If you are not a registered voter, you cannot legally vote in the upcoming election on November 3rd. Here is a list of local election offices in our area where you can register:
Johnson County Election office Phone: 913-715-6800
2101 East Kansas City Rd.
Olathe, Kansas 66061
Wyandotte County Election office Phone: 913-573-8500
850 North State Ave.
Kansas City, Kansas 66101
Kansas City Election Board Phone: 816-842-4820
30 West Pershing Road Suite 2800
Kansas City, Missouri 64108
Jackson County Election Board Phone: 816-325-4600
215 N. Liberty Street – P.O. Box 296
Independence, Missouri 64051
There are three ways a registered voter can vote in the 2020 election:
VOTING BY MAIL
Some states have been using this method for years. In this process, massive amounts of blank ballots are sent out to every voter in the state. The people who receive them fill them out, sign them and mail them back. Mail-in voting is being encouraged by some, because it decreases the voter’s exposure to Covid-19 since they don’t have to go to their polling place in person. However, many states have never used this method and are legitimately concerned about whether they could make it work if they try it for the first time in a presidential election. There were several states that tried it for the first time in their recent primary voting. It created problems trying to determine whether the addresses were correct and matched the signature on the ballot. In some states up to 20% of the mail-in ballots were rejected because they had not been filled out properly.
VOTING BY ABSENTEE BALLOT
This is a voting procedure that has been used successfully by almost every state for many years. When voting by Absentee Ballot, a voter calls their Election Office and requests an absentee ballot be sent to them. The election official verifies the voter’s name, address, and that they are registered to vote. Then the election official mails a ballot to the voter at the voter’s home address. When the voter receives the ballot, the voter fills out all the information required, votes for the candidate of their choice, signs the ballot and sends it back to the election office. This has been much easier to handle than sending out thousands of blank ballots to unknown people.
Please be aware that there are two other organizations who are sending out Absentee ballots this year.

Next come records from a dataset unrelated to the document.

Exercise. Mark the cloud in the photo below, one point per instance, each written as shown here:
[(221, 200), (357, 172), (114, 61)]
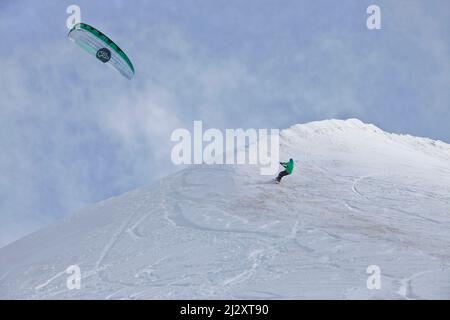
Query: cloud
[(73, 132)]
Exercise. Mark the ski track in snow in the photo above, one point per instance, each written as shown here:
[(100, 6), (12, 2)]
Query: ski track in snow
[(226, 232)]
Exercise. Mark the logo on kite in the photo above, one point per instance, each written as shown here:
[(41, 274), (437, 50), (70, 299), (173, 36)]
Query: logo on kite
[(104, 55), (97, 44)]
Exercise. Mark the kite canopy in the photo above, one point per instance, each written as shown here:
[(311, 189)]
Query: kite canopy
[(101, 47)]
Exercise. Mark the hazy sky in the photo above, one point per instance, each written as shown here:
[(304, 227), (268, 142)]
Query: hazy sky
[(73, 132)]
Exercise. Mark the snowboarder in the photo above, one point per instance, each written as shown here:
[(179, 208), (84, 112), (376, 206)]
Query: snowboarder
[(288, 168)]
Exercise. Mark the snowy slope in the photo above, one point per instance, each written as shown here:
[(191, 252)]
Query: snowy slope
[(358, 197)]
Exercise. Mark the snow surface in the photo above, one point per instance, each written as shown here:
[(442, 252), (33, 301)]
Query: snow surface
[(358, 196)]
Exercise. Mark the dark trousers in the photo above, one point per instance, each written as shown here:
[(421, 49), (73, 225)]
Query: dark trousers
[(282, 174)]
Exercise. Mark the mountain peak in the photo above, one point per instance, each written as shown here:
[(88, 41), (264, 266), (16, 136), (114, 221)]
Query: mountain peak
[(357, 197)]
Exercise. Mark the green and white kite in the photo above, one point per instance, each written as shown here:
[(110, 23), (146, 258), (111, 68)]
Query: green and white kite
[(103, 48)]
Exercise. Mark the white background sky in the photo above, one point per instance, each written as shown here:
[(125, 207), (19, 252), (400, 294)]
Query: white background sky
[(73, 132)]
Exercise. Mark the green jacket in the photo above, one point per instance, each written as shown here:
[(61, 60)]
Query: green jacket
[(289, 166)]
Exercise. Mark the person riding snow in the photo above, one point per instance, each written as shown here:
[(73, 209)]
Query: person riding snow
[(288, 168)]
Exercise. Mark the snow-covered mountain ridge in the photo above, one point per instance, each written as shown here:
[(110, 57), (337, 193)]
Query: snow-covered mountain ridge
[(358, 197)]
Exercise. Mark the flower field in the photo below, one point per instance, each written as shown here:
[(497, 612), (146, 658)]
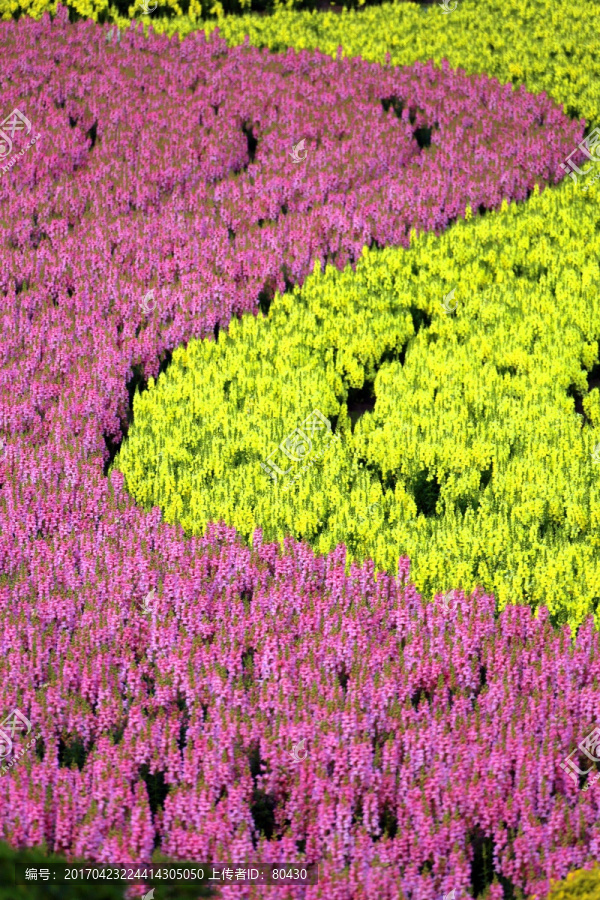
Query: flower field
[(300, 446)]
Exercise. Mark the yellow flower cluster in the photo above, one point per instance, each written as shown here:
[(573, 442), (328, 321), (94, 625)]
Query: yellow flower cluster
[(482, 469), (581, 885)]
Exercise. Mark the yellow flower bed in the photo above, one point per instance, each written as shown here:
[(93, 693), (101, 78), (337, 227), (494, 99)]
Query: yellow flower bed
[(482, 470), (581, 885)]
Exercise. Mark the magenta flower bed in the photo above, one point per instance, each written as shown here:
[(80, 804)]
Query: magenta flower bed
[(137, 181)]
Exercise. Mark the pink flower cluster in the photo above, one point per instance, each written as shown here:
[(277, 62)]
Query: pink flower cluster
[(425, 735)]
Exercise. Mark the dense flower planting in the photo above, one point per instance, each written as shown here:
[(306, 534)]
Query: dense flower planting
[(480, 451), (434, 740)]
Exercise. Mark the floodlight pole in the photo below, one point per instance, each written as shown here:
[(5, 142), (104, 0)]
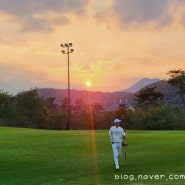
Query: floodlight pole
[(67, 46)]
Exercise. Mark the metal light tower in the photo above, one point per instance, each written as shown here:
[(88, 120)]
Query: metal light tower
[(67, 51)]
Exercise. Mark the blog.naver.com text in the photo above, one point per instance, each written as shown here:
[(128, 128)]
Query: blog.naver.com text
[(124, 177)]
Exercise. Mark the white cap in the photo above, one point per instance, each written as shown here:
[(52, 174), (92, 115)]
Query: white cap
[(117, 121)]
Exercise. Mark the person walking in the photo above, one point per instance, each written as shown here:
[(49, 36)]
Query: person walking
[(116, 134)]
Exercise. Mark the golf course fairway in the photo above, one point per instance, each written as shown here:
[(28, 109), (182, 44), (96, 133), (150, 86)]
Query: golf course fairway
[(46, 157)]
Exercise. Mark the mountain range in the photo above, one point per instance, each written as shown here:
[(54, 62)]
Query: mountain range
[(111, 100), (108, 99), (140, 84)]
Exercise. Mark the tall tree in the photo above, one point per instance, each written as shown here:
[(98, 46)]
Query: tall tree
[(177, 79), (32, 109)]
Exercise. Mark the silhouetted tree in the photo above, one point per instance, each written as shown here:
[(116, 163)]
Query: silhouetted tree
[(147, 97), (177, 79)]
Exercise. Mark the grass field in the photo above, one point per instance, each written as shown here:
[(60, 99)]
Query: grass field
[(42, 157)]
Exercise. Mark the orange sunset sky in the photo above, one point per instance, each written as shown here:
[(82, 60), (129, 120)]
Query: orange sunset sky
[(115, 42)]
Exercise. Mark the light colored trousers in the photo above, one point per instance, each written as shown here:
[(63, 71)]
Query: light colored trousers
[(116, 147)]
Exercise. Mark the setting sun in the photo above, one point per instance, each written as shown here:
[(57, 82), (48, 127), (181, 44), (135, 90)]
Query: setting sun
[(88, 84)]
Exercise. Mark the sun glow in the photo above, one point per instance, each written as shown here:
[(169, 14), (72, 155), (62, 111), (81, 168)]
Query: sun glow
[(88, 84)]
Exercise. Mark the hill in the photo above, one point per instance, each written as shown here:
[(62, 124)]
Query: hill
[(111, 100), (104, 98), (140, 84)]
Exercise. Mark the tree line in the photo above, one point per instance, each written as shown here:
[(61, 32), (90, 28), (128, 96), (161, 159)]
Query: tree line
[(28, 109)]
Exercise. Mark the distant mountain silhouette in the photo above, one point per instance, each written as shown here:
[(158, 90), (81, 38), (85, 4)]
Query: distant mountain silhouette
[(140, 84), (111, 100)]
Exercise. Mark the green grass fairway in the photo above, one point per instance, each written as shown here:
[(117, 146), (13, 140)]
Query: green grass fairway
[(42, 157)]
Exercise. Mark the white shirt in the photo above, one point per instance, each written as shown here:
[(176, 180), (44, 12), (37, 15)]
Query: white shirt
[(116, 134)]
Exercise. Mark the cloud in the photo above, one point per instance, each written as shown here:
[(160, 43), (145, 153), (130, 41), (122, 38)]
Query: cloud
[(37, 15), (143, 11)]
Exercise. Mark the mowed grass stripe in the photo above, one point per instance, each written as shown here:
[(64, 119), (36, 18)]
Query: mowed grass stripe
[(43, 157)]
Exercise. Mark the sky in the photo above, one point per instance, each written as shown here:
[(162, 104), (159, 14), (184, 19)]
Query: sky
[(116, 42)]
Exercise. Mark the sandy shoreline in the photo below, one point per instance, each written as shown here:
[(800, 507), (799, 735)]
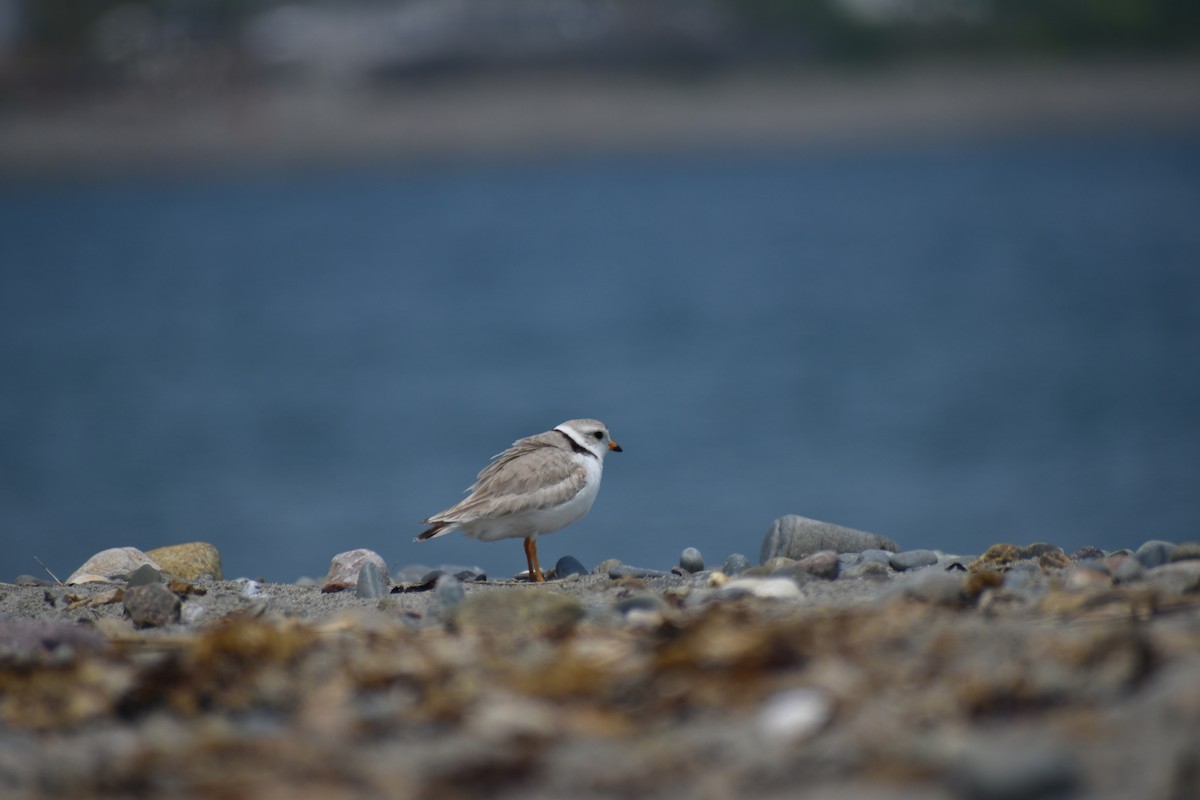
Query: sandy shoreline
[(522, 116), (1024, 674)]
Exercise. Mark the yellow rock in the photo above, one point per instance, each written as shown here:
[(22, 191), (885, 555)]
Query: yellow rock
[(190, 560)]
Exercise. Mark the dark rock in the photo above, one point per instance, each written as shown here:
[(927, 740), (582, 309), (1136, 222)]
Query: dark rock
[(569, 565), (1014, 773), (690, 560), (1085, 553), (796, 536), (370, 583), (1186, 552), (190, 561), (25, 639), (1155, 553), (736, 564), (144, 575), (345, 567), (625, 571), (912, 559), (151, 605), (1181, 577), (449, 594)]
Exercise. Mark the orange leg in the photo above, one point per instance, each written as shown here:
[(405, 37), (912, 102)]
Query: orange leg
[(532, 559)]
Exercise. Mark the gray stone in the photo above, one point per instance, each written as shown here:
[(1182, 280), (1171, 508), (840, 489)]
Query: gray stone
[(691, 560), (151, 605), (1155, 553), (535, 611), (1181, 577), (1186, 552), (912, 559), (144, 575), (868, 570), (625, 571), (112, 565), (875, 554), (736, 564), (820, 565), (798, 536), (370, 583), (1014, 773), (448, 594), (569, 565), (931, 587), (345, 567)]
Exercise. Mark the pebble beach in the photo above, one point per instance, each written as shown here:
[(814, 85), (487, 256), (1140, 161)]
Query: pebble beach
[(820, 662)]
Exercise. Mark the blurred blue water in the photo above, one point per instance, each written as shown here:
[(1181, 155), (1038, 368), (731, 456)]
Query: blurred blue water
[(949, 346)]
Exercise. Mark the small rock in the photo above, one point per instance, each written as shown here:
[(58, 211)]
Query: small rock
[(1083, 577), (931, 587), (569, 565), (798, 536), (370, 583), (192, 613), (144, 575), (736, 564), (252, 589), (1155, 553), (534, 611), (1087, 553), (1014, 773), (448, 594), (112, 565), (25, 639), (1125, 569), (625, 571), (912, 559), (1181, 577), (1186, 552), (820, 565), (875, 554), (190, 561), (868, 570), (765, 588), (151, 605), (690, 560), (793, 715), (345, 567)]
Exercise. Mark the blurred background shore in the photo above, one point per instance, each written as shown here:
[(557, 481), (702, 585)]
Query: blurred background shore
[(178, 83)]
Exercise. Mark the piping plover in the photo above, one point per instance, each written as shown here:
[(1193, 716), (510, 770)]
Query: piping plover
[(539, 485)]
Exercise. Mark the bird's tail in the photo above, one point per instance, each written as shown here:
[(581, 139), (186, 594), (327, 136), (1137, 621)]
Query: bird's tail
[(438, 529)]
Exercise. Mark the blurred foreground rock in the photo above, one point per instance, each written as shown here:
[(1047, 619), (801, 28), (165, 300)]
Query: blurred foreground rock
[(1023, 677)]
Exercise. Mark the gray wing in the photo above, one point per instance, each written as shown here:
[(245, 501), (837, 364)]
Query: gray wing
[(534, 473)]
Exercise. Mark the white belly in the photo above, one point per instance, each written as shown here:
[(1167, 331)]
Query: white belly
[(541, 521)]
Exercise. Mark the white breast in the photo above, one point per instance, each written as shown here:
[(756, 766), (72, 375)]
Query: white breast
[(543, 521)]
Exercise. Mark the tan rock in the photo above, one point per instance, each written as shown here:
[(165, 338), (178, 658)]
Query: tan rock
[(189, 561), (111, 566)]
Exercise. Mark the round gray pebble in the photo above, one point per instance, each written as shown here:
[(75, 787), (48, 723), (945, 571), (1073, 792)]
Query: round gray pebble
[(569, 565), (371, 583), (912, 559), (735, 564), (691, 560), (1155, 553)]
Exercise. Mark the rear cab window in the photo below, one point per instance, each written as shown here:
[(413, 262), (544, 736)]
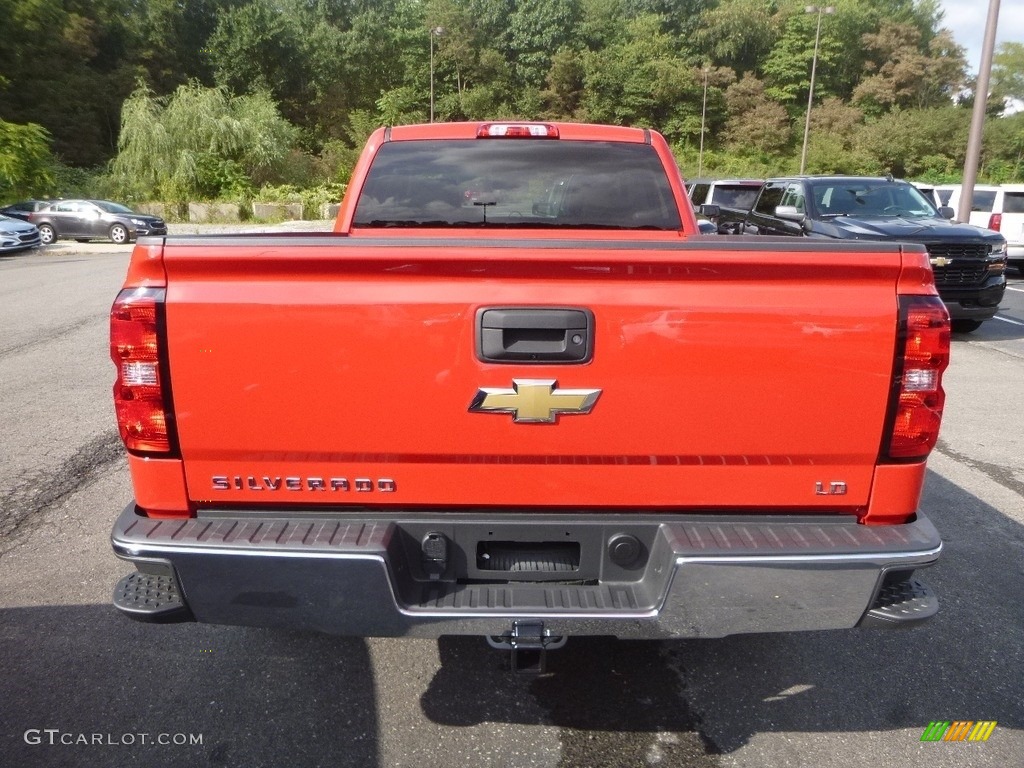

They are the Center for Voter Information (CVI) and the Voter Participation Center (VPC). They are both politically funded organizations located in Washington D.C. The absentee ballots they send are very similar to the ones you would receive from your local election office. They intend to send 65 million ballots out to voters in 27 states whether the voters requested them or not. This has caused a lot of confusion here in Kansas. One person received a second mail-in ballot and mailed it in thinking there must have been something wrong with the first one. When the third one arrived, she called her local election office. They told her this situation was causing a lot of confusion, and assured her she only needed to vote once.
VOTING IN PERSON AT YOUR ASSIGNED POLLING PLACE
This is the method we have been using since our country was founded. If you want to make sure your vote is counted, this is the most reliable way to vote. You will receive a notice in the mail from the election office telling you where your voting place is. When your voting place opens, you simply go there with a photo ID, they confirm your identity and show you how to use the voting machines. When you vote at the polls, you get to see the confirmation of how you voted, approve it and send it into the system yourself. You may even get a little “I Voted” sticker to wear home. It is reliable and pretty easy.
Many of us at Financial Professionals, Inc. voted at the polls wearing our masks during the recent primary. Everything seemed to go very smoothly and safely. Don’t let your voice not be heard. Get out there and vote in this crucial election. God Bless America!